The “not-restricted” DWI signal can be explained as; the lesions probably represent residual mass without malignant tissue. Any sort of treatment that induces necrotic cell death will reduce the diffusion signal in high b-values [Citation6]. Additionally, measurement of ADC value has been applied to differentiate between malignant and benign lymph nodes [Citation19,Citation20]. According to our results from the four patients with residual masses, we assume that DWI may provide information about the activity of residual masses as compared to conventional MRI sequences. However, this statement should be taken with caution since it reflects observations in only four patients. Several previous studies have shown that WB DWI is a promising technique in evaluating metastatic disease [Citation11,Citation21]. We found difficulties in the analysis of ADC; in three patients with not-restricted DWI, the lesions could not clearly be delineated on ADC images. In the patient with positive finding, with DWI, the ADC measurement was not possible due to small lesion size. Measurement of ADC in heterogeneous or small lesions is challenging, particularly in areas influenced by motion artifacts. Therefore, breath-hold or respiratory-triggered technique may be optimal for measurement of ADC in these lesions, instead of free breathing technique used in our study [Citation22].

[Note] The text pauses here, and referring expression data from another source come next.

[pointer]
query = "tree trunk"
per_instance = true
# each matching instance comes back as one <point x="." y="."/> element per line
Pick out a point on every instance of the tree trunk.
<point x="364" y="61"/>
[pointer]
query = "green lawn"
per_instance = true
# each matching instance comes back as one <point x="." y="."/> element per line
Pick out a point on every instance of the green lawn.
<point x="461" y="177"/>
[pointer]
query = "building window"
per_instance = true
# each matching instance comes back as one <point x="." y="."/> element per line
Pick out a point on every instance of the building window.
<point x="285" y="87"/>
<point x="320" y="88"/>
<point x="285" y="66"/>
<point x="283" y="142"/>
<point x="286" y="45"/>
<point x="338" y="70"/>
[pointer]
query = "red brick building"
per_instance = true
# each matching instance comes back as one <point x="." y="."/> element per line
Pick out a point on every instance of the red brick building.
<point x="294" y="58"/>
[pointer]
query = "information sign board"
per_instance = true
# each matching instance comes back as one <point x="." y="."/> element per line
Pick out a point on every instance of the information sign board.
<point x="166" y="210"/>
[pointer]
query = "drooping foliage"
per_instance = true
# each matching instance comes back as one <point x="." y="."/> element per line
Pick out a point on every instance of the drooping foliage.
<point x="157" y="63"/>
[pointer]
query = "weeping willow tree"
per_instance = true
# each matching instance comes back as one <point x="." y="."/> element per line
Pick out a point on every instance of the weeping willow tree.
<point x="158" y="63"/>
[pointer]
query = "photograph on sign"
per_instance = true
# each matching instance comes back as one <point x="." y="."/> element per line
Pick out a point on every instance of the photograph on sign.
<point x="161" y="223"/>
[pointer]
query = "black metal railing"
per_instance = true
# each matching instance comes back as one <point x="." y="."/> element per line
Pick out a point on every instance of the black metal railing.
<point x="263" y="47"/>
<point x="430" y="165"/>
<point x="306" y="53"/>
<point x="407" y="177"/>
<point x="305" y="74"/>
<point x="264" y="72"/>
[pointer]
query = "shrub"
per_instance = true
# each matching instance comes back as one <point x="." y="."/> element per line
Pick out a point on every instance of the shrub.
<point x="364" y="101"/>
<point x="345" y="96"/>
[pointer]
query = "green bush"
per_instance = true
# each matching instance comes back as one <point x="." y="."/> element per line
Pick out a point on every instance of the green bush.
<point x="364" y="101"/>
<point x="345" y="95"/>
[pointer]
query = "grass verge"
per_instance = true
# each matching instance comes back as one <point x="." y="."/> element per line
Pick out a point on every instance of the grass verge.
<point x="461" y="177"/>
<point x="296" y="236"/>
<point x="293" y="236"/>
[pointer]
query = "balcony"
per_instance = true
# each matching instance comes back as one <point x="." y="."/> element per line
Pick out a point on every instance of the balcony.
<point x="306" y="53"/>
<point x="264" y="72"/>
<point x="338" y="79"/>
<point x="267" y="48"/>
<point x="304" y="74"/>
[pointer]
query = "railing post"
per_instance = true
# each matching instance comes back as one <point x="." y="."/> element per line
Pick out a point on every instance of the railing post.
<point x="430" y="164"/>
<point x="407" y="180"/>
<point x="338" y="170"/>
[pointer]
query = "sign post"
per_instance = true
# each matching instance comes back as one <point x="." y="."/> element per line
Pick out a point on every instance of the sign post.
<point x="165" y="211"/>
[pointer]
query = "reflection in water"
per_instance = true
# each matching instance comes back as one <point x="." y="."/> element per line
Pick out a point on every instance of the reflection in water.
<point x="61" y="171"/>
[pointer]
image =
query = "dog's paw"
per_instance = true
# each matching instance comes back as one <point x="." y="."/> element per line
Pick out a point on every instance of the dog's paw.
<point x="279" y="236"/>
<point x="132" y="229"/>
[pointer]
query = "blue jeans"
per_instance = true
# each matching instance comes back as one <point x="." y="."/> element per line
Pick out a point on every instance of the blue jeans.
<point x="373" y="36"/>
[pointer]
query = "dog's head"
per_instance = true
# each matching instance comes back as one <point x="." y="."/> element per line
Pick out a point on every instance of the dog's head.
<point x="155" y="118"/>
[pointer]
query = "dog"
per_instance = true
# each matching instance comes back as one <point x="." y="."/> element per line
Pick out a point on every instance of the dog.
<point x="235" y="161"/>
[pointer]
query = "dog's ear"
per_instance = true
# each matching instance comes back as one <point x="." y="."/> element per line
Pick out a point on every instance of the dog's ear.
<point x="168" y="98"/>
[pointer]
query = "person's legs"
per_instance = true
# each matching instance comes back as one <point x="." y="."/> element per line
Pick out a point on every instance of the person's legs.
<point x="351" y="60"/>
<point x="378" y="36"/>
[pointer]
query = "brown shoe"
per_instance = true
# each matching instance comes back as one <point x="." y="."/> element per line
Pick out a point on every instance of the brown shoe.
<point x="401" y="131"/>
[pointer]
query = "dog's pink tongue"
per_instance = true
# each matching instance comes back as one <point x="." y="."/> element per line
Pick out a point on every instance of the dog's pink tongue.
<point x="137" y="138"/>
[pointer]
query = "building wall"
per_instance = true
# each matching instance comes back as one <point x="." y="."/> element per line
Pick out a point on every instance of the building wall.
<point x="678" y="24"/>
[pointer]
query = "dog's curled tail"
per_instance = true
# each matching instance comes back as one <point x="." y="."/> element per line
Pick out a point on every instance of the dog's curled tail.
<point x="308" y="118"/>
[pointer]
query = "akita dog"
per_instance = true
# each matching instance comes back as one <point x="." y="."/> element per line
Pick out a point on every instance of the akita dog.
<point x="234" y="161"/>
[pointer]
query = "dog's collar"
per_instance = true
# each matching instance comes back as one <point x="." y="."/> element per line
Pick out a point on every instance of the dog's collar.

There were some limitations in this study. We could not verify pathological findings through biopsy, because of small lesion size, inaccessible location for image-guided biopsy, or ethical and logistic reasons. In addition, no comparison was made between the standard CT and WB MRI. MR examinations were performed at different follow-up times, with the exception of one examination, performed at initial staging. Further studies using WB MRI in initial staging would be of value. In addition, only four patients in this study cohort had pathological imaging findings, and this reduces statistical interpretation and power.

Conclusion

Our study results demonstrate that WB MRI with CTM technique, including multi-step DWI, is feasible in the follow-up of patients with testicular cancer. DWI may offer important added-value data to conventional MRI sequences on the activity of residual masses.

Declaration of interest: The authors report no conflicts of interest. The authors alone are responsible for the content and writing of the paper.